DEV Talk: Generalized Raking for Survey Weighting

In the world of surveys, it is very common that our acquired responses need to be weighted in order to achieve a sample that is representative of some target population. This process of weighting simply consists of assigning a weight (a.k.a. factor) to each respondent and calculating all survey results as a weighted sum of respondents.

For example, we might have surveyed 100 male respondents and 150 female respondents but we're targeting a male/female ratio of 48%/52%. In this simple case, we could achieve the target ratio by weighting the male responses by a factor of 0.48 / (100 / (100 + 150)) = 1.2 and weighting the female responses by 0.52 / (150 / (100 + 150) = 0.867. The technical term for this method of computing weights is Post-Stratification.

However, in a more complex scenario, where we have many different measurable demographic targets, how can we determine weights for all the survey respondents?

Raking

At Potloc, it is very common that our clients desire survey populations matching a lot of such targets. For example, we might have targets looking like this:

  • 42% male
  • 58% female
  • 20% students
  • 80% non-students
  • 15% dog owners

In this setting, weights cannot be calculated using a simple ratio as in the male/female example shown above. Here, we instead need to rely on more involved algorithms, notably a process called Raking.

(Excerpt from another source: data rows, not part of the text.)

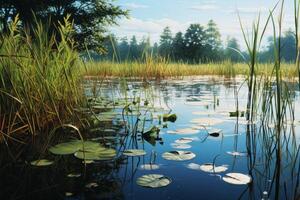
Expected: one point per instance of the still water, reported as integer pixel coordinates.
(206, 127)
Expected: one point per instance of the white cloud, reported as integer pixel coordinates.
(149, 27)
(135, 5)
(249, 10)
(204, 7)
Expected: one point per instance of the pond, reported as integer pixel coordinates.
(176, 139)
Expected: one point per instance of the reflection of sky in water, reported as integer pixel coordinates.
(217, 101)
(190, 100)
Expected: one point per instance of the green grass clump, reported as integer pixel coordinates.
(160, 68)
(39, 79)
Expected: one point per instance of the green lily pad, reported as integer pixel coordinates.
(184, 140)
(41, 163)
(134, 152)
(169, 117)
(178, 155)
(180, 146)
(106, 154)
(153, 181)
(237, 178)
(65, 148)
(207, 121)
(208, 167)
(74, 146)
(184, 131)
(149, 166)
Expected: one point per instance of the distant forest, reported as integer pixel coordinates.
(198, 44)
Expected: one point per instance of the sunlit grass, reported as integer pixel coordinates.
(39, 80)
(160, 69)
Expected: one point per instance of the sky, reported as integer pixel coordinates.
(150, 17)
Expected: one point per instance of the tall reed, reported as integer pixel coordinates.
(39, 80)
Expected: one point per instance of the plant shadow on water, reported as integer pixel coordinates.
(174, 140)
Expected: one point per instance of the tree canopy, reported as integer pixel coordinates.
(90, 17)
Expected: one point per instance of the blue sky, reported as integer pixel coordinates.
(149, 17)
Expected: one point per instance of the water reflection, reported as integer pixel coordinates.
(129, 116)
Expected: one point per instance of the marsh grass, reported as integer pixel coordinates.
(39, 79)
(160, 69)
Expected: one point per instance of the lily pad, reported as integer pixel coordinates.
(178, 155)
(106, 154)
(149, 166)
(41, 163)
(184, 140)
(169, 117)
(235, 153)
(198, 103)
(74, 146)
(180, 146)
(208, 167)
(184, 131)
(207, 121)
(153, 181)
(214, 132)
(237, 178)
(134, 152)
(65, 148)
(73, 175)
(91, 185)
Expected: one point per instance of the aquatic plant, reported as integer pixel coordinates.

Iterative Proportional Fitting

One common approach to solve the problem of finding good weights that will satisfy our demographic targets is Iterative Proportional Fitting. In this method, weights for each respondent are computed for a single target at a time using Post-Stratification. By iteratively computing this for each target and repeating it a few times, the weights end up converging to values that satisfy our targets.

Great! Problem solved!

...but what if we could do even better? 🤔

Generalized Raking

Beyond satisfying the demographic targets, the most desirable property for the weights is that they should be as close as possible to 1. Indeed, weights that are really large mean that those respondents' responses will count for a lot more than the "average" respondent in our survey results. For example, a respondent with a weight of 10 will count for 10 times more than the average respondent, and 100 times more than a respondent with a weight of 0.1. Similarly, small weights mean that some responses will have very little impact on the final results.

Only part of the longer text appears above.